Who Is This Book For?
This article is a part of the book “Information Architecture and Entrepreneurship: Building Patterns for Successful Startup Ecosystems.”
This book talks a lot about how important it is to cut down on wasted effort for entrepreneurs. To practice what I will preach in the chapters to come, I want to save you time by being clear about who will benefit most from this book.
The primary focus of these chapters are people who run entrepreneurship programs at colleges and universities. The tools recommended in this book are constructed out of cheap materials — -posters, flyers, stickers, spreadsheets, maps. Even if you are a college or university without a large endowment, I believe you can have a high degree of success with these techniques.

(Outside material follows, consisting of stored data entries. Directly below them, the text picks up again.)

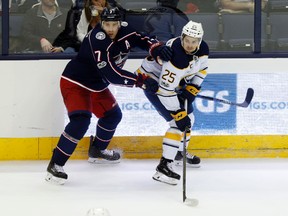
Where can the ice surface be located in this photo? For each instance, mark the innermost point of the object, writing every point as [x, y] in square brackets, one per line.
[224, 187]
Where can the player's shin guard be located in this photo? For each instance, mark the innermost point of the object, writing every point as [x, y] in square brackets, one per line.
[74, 131]
[164, 171]
[191, 160]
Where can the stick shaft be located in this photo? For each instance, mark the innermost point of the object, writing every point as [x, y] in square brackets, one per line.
[247, 101]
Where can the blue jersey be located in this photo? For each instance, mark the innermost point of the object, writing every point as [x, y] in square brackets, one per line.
[100, 59]
[181, 69]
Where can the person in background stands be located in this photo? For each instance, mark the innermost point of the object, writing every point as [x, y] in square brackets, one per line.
[165, 21]
[239, 6]
[90, 16]
[67, 39]
[84, 87]
[10, 1]
[41, 26]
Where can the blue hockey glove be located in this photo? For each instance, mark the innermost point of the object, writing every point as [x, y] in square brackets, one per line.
[182, 120]
[148, 84]
[164, 52]
[190, 92]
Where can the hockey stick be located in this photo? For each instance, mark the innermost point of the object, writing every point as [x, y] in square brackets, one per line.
[247, 101]
[187, 201]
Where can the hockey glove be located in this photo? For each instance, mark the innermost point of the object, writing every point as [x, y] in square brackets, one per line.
[182, 120]
[148, 84]
[190, 92]
[164, 52]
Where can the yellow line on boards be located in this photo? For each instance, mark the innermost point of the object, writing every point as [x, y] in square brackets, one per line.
[143, 147]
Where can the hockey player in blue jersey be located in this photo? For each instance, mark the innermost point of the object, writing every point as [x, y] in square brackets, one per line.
[84, 87]
[179, 79]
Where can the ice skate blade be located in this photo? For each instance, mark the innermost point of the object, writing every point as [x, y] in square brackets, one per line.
[102, 161]
[191, 202]
[164, 179]
[55, 180]
[180, 163]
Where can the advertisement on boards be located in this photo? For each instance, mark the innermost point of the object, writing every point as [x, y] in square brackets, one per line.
[267, 113]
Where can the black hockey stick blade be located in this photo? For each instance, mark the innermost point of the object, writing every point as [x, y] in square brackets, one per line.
[247, 101]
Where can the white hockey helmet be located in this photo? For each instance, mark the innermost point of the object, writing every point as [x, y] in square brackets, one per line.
[193, 29]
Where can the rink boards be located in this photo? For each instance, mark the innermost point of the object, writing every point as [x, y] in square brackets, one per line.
[30, 129]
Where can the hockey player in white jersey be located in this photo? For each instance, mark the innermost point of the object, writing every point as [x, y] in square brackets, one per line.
[179, 79]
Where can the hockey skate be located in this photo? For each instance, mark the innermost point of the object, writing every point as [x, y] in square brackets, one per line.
[56, 174]
[164, 172]
[191, 160]
[102, 156]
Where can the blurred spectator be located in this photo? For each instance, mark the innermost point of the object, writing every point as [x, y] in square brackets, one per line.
[10, 1]
[67, 39]
[191, 8]
[90, 16]
[165, 21]
[42, 24]
[239, 6]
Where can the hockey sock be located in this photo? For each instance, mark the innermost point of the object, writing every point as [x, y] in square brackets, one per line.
[74, 131]
[187, 141]
[171, 143]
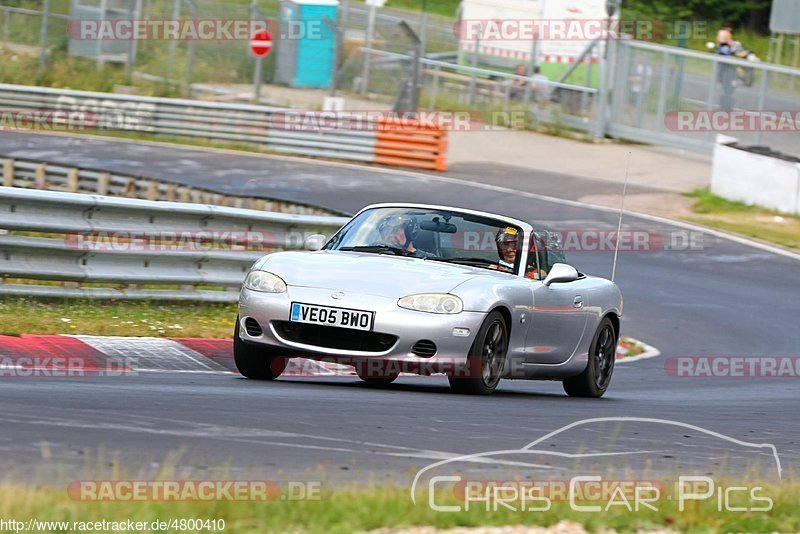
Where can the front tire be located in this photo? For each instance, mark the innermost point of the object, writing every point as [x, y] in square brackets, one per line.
[486, 358]
[594, 380]
[258, 363]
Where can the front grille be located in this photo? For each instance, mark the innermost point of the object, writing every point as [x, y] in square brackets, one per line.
[424, 348]
[252, 327]
[332, 337]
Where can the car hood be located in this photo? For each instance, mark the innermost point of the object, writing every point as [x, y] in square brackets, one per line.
[374, 274]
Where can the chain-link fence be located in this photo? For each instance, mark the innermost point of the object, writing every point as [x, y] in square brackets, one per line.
[637, 90]
[681, 97]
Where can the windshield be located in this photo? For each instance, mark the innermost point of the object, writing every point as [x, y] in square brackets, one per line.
[435, 235]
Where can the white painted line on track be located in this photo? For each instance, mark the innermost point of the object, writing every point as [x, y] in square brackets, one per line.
[152, 353]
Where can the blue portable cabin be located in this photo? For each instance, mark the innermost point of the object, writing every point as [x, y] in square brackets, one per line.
[306, 55]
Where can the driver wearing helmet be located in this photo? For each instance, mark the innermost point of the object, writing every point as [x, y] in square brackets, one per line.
[507, 241]
[400, 231]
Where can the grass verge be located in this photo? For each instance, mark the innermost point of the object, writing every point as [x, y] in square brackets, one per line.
[752, 221]
[359, 510]
[24, 315]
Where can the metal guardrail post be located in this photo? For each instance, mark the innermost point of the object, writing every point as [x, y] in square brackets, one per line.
[43, 36]
[6, 26]
[762, 97]
[102, 183]
[8, 172]
[40, 176]
[72, 180]
[472, 80]
[662, 91]
[434, 89]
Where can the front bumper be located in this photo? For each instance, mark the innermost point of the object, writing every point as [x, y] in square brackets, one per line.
[409, 326]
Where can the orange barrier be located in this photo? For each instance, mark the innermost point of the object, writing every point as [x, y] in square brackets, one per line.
[409, 143]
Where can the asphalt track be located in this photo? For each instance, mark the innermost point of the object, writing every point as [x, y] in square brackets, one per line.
[725, 299]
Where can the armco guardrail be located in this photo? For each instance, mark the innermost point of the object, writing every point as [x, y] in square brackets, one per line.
[125, 244]
[288, 131]
[36, 174]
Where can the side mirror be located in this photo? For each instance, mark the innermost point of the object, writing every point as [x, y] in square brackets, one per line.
[561, 273]
[315, 242]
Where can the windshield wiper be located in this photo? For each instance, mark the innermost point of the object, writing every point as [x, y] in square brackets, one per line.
[397, 251]
[466, 260]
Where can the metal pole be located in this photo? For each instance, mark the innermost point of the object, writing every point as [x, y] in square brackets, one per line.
[602, 95]
[471, 93]
[43, 36]
[173, 44]
[257, 75]
[368, 46]
[662, 91]
[423, 27]
[137, 6]
[415, 73]
[6, 25]
[531, 68]
[98, 51]
[259, 65]
[762, 98]
[434, 89]
[337, 54]
[189, 52]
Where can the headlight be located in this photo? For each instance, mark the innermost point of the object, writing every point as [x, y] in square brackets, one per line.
[264, 281]
[432, 303]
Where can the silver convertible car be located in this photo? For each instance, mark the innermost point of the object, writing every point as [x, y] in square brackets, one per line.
[432, 289]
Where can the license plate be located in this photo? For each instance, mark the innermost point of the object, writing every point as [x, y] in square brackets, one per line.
[329, 316]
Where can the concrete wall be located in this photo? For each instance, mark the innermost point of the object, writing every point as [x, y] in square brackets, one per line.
[755, 179]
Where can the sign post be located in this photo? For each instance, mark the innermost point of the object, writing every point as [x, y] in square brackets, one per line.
[260, 45]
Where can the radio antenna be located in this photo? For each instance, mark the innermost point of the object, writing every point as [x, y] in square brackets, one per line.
[619, 222]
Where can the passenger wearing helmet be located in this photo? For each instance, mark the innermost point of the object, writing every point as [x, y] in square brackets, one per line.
[400, 231]
[507, 242]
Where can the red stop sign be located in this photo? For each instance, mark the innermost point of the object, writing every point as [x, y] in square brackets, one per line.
[261, 43]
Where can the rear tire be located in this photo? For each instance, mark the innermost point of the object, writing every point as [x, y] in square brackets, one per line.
[594, 380]
[486, 358]
[252, 361]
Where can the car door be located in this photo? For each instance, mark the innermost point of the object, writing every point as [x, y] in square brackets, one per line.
[559, 315]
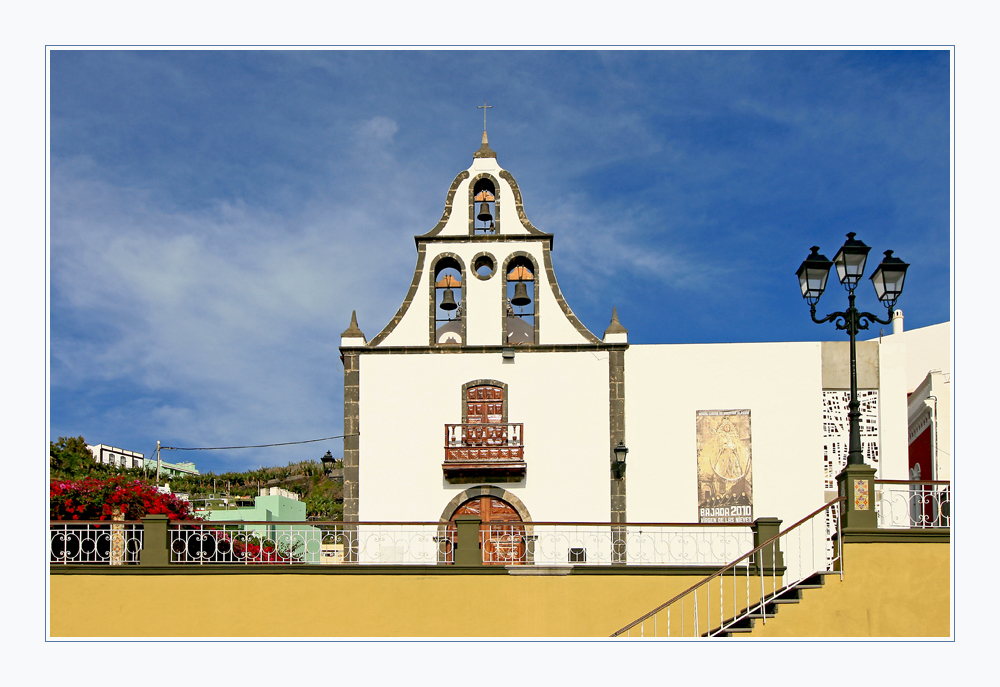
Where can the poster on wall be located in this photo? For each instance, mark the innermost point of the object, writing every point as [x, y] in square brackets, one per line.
[725, 478]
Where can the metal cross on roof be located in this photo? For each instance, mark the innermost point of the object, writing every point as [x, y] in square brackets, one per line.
[484, 107]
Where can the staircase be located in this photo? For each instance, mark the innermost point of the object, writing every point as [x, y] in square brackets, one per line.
[752, 587]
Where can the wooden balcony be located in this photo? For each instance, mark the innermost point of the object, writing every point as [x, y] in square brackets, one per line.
[484, 452]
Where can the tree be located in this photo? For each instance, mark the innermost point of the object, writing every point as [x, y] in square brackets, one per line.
[69, 458]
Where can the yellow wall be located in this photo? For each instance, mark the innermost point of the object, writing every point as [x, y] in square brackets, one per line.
[372, 605]
[888, 590]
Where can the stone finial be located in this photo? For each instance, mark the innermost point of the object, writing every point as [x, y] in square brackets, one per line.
[484, 151]
[353, 332]
[615, 327]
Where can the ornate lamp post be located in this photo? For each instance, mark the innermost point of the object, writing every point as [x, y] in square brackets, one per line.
[888, 282]
[618, 467]
[328, 461]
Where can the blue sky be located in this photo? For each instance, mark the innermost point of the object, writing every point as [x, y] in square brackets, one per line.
[217, 215]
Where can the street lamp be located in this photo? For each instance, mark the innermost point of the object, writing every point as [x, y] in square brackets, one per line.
[888, 282]
[327, 463]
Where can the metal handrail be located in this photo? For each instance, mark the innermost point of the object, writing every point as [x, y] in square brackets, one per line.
[729, 567]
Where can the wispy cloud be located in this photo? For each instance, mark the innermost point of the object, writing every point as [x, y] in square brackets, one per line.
[216, 216]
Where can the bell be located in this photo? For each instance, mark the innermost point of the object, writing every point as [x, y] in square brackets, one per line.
[448, 300]
[520, 294]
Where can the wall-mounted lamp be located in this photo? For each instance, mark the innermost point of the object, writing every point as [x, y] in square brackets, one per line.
[618, 466]
[327, 463]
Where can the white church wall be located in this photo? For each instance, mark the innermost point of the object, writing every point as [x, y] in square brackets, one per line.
[781, 385]
[924, 349]
[893, 420]
[406, 400]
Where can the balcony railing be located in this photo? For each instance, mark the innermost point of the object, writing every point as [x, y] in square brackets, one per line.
[107, 543]
[562, 543]
[317, 543]
[489, 447]
[905, 504]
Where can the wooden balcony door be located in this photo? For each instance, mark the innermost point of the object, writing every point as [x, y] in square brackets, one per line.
[502, 534]
[484, 405]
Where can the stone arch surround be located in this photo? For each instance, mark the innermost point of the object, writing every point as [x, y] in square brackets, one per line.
[485, 490]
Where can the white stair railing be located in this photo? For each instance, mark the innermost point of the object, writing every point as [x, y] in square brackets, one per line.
[744, 588]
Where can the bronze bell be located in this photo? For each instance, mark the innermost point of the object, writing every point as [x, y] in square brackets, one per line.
[448, 300]
[520, 294]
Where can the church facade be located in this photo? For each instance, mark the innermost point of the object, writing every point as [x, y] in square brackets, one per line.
[485, 395]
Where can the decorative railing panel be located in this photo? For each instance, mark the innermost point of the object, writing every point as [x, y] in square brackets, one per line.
[913, 505]
[484, 442]
[604, 544]
[107, 543]
[316, 543]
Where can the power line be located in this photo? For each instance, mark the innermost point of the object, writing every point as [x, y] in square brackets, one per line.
[227, 448]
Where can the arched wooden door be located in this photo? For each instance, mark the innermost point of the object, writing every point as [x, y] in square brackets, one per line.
[502, 533]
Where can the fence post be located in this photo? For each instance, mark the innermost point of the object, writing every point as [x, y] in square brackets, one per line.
[468, 546]
[771, 557]
[857, 485]
[155, 550]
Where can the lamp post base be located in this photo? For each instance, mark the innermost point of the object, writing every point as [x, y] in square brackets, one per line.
[856, 483]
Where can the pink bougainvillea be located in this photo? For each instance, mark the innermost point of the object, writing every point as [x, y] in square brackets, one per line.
[98, 499]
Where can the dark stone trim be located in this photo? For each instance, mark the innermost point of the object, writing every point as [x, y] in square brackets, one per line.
[352, 423]
[616, 403]
[547, 255]
[485, 490]
[414, 283]
[482, 382]
[462, 176]
[503, 294]
[497, 238]
[472, 265]
[506, 176]
[934, 535]
[526, 348]
[472, 204]
[699, 571]
[432, 274]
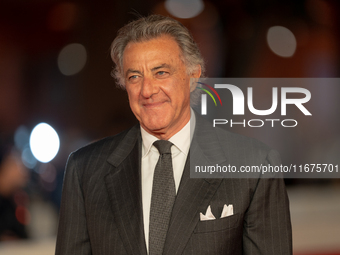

This is not a book on how to build an entrepreneurship program from scratch or how to programmatically design an accelerator. There are many fantastic resources already out there for those who want to accomplish this task. This book looks more at techniques that can turn average programs into great ones by understanding often unseen forces in physical and digital design of these programs that influence the success of students within them.
Many of these ideas can easily be expanded to cities and their economic development programs, as well as to smaller communities. A librarian might use strategies outlined in this book to increase community resource sharing. A person who works at an economic development corporation might use some of the ideas on entrepreneurial way-finding to develop new strategies for economic development.
This book can also be useful for individual entrepreneurs. Although many tactics are focused around how to build entrepreneurial maps within communities, they can also be adjusted to help individuals build strong entrepreneurial maps wherever they may be.
Urban planners might also find the contents of this book useful. While many urban planners are familiar with Kevin Lynch’s ideas on how to build city environments for legibility in terms of navigating the physical environment, there is less understanding of how mental maps impact aspects of people’s lives that interact with but are not directly connected with their physical environment. For example, how people’s mental maps on food are created is a combination of travel patterns, job roles, household income, and cultural background. Understanding how people develop information maps around food can help planners reshape the urban environment to help people live healthier lifestyles.
Information architects and user experience designers might also learn valuable theories that can apply in their work. How people start and navigate through an entrepreneurial ecosystem has parallels for how people identify with products and services and navigate their way through the customer lifecycle.
If you are none of the above but curious about how aspects of your life from where you go for entertainment, where you shop, and where you work are controlled by the information maps you have access to, please keep reading. To consciously reshape your information maps is to create a new story in your day to day life. This book looks at how people notice and identify potential pathways, where people get stuck moving forward, and how people come to build the landscape of their potential opportunities. The general theories can be applied to several facets of your life.
The bias within this book is that most of my interviews were conducted at a prestigious institution, the University of Michigan, and so many of the problems students grappled with was how to navigate through a wealth of resources instead of how to get any resources at all. To rectify this bias several interviews were conducted with Wayne State students as well as students at Stony Brook University, but the majority of this research was focused on students at the University of Michigan.
I am also a white woman, and so there are likely many aspects to the entrepreneurial experience that I am missing. I tried to get a diverse set of interviews, which I believe I accomplished for students at the beginning of the entrepreneurial pipeline. As students moved through the entrepreneurial pipeline, the demographics increasingly lean white, male, and with technical backgrounds. While there are likely racial and gender elements to how entrepreneurs experienced the University of Michigan entrepreneurial ecosystem, this book does not have the bandwidth to give such considerations their fair space.
Why I decided to show people’s stories instead of data points was because the more interviews I conducted, the more complexity I found in people’s experiences. Whether a person worked or lived off campus, the major they chose, their personality, all factored into their navigation through the ecosystem. I tried to pick out stories that highlighted common threads amongst many students, and to build resources that would help everyone.